Joydeep Mukerji, head of the sovereign ratings group at S&P, says that Chile's sovereign credit rating is even higher than that of South Korea (rated A). He adds that the South American country has virtually no public debt and that has helped to shore up its ratings. However, the average income per head in Chile - still relatively low by advanced world standards - is a constraining factor on the country attaining a higher credit rating.

"Chile is largely dependent on natural resources," says Mr Mukerji. "That means it's tied to global commodity cycles. If, over time, it becomes a more mature economy, with a broader industrial base and becomes less vulnerable to rapid swings in commodity prices or global trade, it should be in a position to see its credit ratings rise to even higher levels."

An example of the sort of change that S&P would like to see in Chile is a more professional civil service. He says that in advanced countries, such as the UK or France, the civil service is neutral and manages the transition from one political party in power to another in a smooth way. In Chile's case it has had the same coalition in power for almost two decades and many senior civil service posts have been filled by Concertación supporters.

However, one of Mr Piñera's first moves on being elected president was to meet up with outgoing president Ms Bachelet and agree with her a structured and co-ordinated way in which her administration could hand over all the details of public policy to the incoming government. He said this would set a precedent for transferring power in the future. Chilean presidents are limited to a four-year term and cannot stand for a second consecutive election (although they are able to be candidates again four years after their term has ended).

During the election campaign, Mr Piñera said he would like to privatise up to 20% of Codelco (analysts estimate the market value of the entire group at between $38bn and $66bn, depending on the widely shifting copper price). However, its employees have one of the strongest trade unions in Chile and his party will not have an overall majority in Congress (Mr Piñera's supporters will control the Lower House while the now-opposition Concertación will have a slight majority in the Senate).

"Mr Piñera is very pragmatic," says Armen Kouyoumdjian, an independent Chile economics consultant. "I think his priority will be to try to ensure that the right-wing wins future elections in the country. People are sensitive about a right-wing government because the last one was a military dictatorship. He wants to try to lead by consensus and not rock the boat too much."

Daniel Kerner, Chile analyst at research group Eurasia, agrees: "Mr Piñera almost campaigned as a centre-left candidate. Supposedly, he is right-wing but I think one can argue that there is no real right in Chile nowadays. He will find it very hard to privatise even a small proportion of Codelco and, in the end, I believe it will not happen."

Mr Monge disagrees and believes that Mr Piñera will privatise 10% of the company. He says that this will lead to more independent entrepreneurs being part of Codelco's management structure and it should help to make the business more efficient.
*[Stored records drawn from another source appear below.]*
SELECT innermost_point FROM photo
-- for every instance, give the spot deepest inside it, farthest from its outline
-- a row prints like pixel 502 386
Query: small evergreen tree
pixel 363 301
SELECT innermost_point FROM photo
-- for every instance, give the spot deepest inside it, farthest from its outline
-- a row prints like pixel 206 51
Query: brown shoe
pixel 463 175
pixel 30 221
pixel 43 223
Even Marco Enríquez-Ominami, the independent third candidate during the presidential elections who has a strong following from the left, suggested that Codelco needed partial privatisation, which could help to ease such a move.

Mr Piñera will inherit one of the strongest economies in the Western Hemisphere. However, his challenge lies in implementing a series of microeconomic reforms to improve productivity and boost small businesses. Lessening Chile's dependence on copper by diversifying the country's knowledge economy will also be crucial to the new regime if it is to fulfil Mr Piñera's ambitions of further victories for the right in subsequent elections.